The results of the treatments on the corneocytes cohesion are shown in Figures 18A and 18B (Desquamation index) and in Figures 19A and 19B (Squame surface). It can be seen that a significant worsening (versus baseline) was observed for those treated with the vehicle formulation after 1 month. It can however also be seen that there was an improvement observed for those treated with an extract of fruit of Empetrum nigrum together with an extract of Betula Alba bark after 1 month of use (Figures 18A and 19A), to a significant extent when compared to the vehicle treated side.

In the second group, a worsening versus baseline was observed for those treated with an extract of fruit of Empetrum nigrum together with an extract of Betula Alba bark and for those treated with niacinamide (Figures 18B and 19B).

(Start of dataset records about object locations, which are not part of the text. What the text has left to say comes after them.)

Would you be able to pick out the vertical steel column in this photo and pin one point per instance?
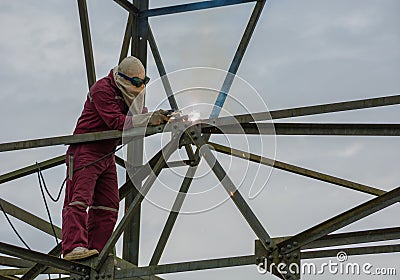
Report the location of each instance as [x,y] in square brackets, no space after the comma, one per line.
[87,42]
[135,150]
[237,59]
[162,242]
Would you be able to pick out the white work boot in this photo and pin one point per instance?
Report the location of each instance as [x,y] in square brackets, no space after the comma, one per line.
[80,253]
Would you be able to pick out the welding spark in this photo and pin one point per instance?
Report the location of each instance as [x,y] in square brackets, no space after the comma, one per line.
[193,116]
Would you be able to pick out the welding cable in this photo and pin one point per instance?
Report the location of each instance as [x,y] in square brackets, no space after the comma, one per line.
[75,170]
[45,201]
[12,226]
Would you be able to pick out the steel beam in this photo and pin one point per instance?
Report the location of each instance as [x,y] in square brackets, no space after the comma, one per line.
[81,138]
[351,251]
[340,221]
[166,153]
[45,259]
[139,34]
[173,215]
[215,112]
[191,7]
[335,129]
[307,110]
[237,59]
[233,192]
[296,169]
[87,42]
[350,238]
[32,169]
[14,262]
[186,266]
[161,70]
[131,8]
[29,218]
[39,268]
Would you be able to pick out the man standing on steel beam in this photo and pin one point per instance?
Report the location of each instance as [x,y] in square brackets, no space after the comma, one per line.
[92,179]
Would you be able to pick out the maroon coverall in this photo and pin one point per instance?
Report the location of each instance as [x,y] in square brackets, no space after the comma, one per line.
[96,185]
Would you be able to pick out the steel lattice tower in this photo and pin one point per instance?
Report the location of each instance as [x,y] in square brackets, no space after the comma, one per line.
[268,250]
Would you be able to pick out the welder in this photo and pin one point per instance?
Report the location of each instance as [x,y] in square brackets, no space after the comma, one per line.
[91,200]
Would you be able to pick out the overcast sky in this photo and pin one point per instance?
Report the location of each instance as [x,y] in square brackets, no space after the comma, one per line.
[302,53]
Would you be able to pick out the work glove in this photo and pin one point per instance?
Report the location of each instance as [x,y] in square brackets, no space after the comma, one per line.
[152,118]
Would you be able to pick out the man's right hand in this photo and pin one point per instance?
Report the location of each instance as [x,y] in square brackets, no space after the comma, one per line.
[158,117]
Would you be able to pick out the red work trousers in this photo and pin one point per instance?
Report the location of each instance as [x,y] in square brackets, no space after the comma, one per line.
[94,187]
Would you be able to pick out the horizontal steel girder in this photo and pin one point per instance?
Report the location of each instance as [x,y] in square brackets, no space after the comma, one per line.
[32,169]
[185,266]
[333,129]
[45,259]
[340,221]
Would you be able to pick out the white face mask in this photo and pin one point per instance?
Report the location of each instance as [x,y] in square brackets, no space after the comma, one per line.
[133,96]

The results show that the extracts of the present invention demonstrate efficacy in several parameters which relate to skin barrier function and hydration. In particular, the extracts of the present invention have been found to improve decrease protein content removed by tape stripping (restructuring effect), the desquamation index and squame surface (corneocytes cohesiveness). The extracts of the present invention have also been shown to significantly improve the cutaneous hydration index (compared to the baseline). The extracts of the present invention have also been shown to produce a significantly higher hydrating effect than that producing by the use of a niacinamide formulation. Differences in transepidermal water loss were observed after 4 weeks, with an observed decrease for those treated with extracts of the present invention compared to an increase in water loss for those treated with niacinamide.